Comment by mike_hearn

2 months ago

I worked there too and you're talking about performance in terms of optimal usage of CPU on a per-project basis.

Google DID put a ton of effort into two other aspects of performance: latency, and overall machine utilization. Both of these were top-down directives that absorbed a lot of time and attention from thousands of engineers. The salary costs were huge. But, if you're machine constrained you really don't want a lot of cores idling for no reason even if they're individually cheap (because the opportunity cost of waiting on new DC builds is high). And if your usage is very sensitive to latency then it makes sense to shave milliseconds off because of business metrics, not hardware $ savings.

1 comment

mike_hearn

cletus 2 months ago

The key part here is "machine utilization" and absolutely there was a ton of effort put into this. I think before my time servers were allocated to projects but even early on in my time at Google Borg had already adopted shared machine usage and therew was a whole system of resource quota implemented via cgroups.

Likewise there have been many optimization projects and they used to call these out at TGIF. No idea if they still do.
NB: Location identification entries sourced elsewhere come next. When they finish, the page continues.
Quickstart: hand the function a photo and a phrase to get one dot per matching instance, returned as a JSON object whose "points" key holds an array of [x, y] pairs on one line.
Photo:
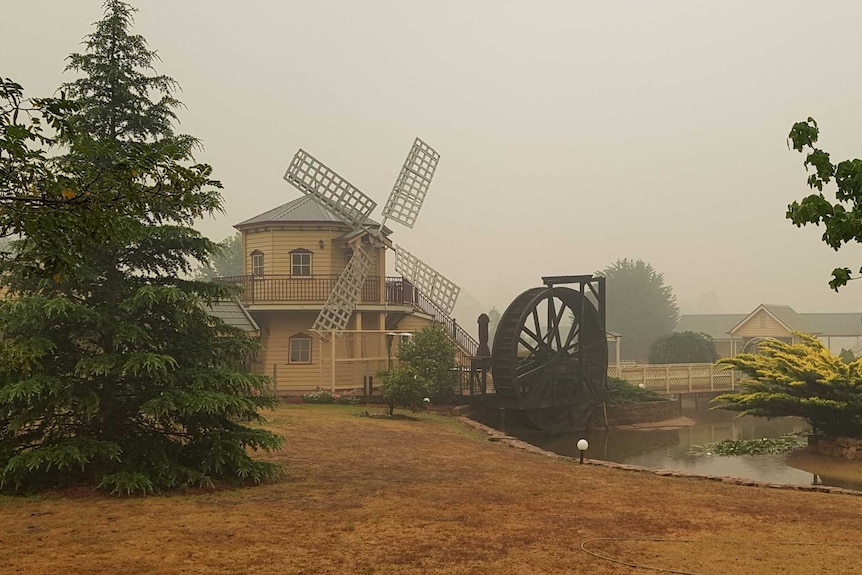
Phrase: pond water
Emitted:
{"points": [[683, 449]]}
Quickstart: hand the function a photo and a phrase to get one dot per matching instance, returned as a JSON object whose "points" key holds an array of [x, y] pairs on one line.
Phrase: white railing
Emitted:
{"points": [[678, 378]]}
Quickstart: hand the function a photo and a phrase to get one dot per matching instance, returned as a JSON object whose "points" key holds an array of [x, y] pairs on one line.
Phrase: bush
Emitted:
{"points": [[318, 397], [404, 386], [683, 347], [431, 354], [621, 392], [803, 380]]}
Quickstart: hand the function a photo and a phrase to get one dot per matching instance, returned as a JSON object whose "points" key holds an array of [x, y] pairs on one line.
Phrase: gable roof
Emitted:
{"points": [[719, 326], [783, 314]]}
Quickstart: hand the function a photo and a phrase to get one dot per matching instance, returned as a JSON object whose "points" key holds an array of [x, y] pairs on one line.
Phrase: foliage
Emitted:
{"points": [[683, 347], [112, 372], [432, 354], [640, 306], [841, 220], [847, 355], [227, 261], [621, 392], [325, 397], [762, 446], [318, 397], [403, 386], [802, 380]]}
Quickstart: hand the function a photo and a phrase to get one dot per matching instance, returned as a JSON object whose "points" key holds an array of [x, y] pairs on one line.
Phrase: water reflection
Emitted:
{"points": [[683, 449]]}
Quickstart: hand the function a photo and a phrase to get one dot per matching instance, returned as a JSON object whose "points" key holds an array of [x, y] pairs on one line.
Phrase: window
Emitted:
{"points": [[300, 262], [300, 349], [257, 263]]}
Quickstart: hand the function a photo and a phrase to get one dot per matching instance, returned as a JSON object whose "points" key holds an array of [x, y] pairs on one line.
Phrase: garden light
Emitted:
{"points": [[583, 445]]}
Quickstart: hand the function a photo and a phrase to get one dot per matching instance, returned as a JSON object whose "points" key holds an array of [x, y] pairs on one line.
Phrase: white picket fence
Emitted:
{"points": [[678, 378]]}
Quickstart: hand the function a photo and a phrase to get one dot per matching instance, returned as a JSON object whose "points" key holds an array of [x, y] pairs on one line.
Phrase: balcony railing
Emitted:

One I remember was reducing the health checks via UDP for Stubby and given that every single Google product extensively uses Stubby then even a small (5%? I forget) reduction in UDP traffic amounted to 50,000+ cores, which is (and was) absolutely worth doing.

I wouldn't even put latency in the same category as "performance optimization" because often you decrease latency by increasing resource usage. For example, you may send duplicate RPCs and wait for the fastest to reply. That could be double or tripling effort.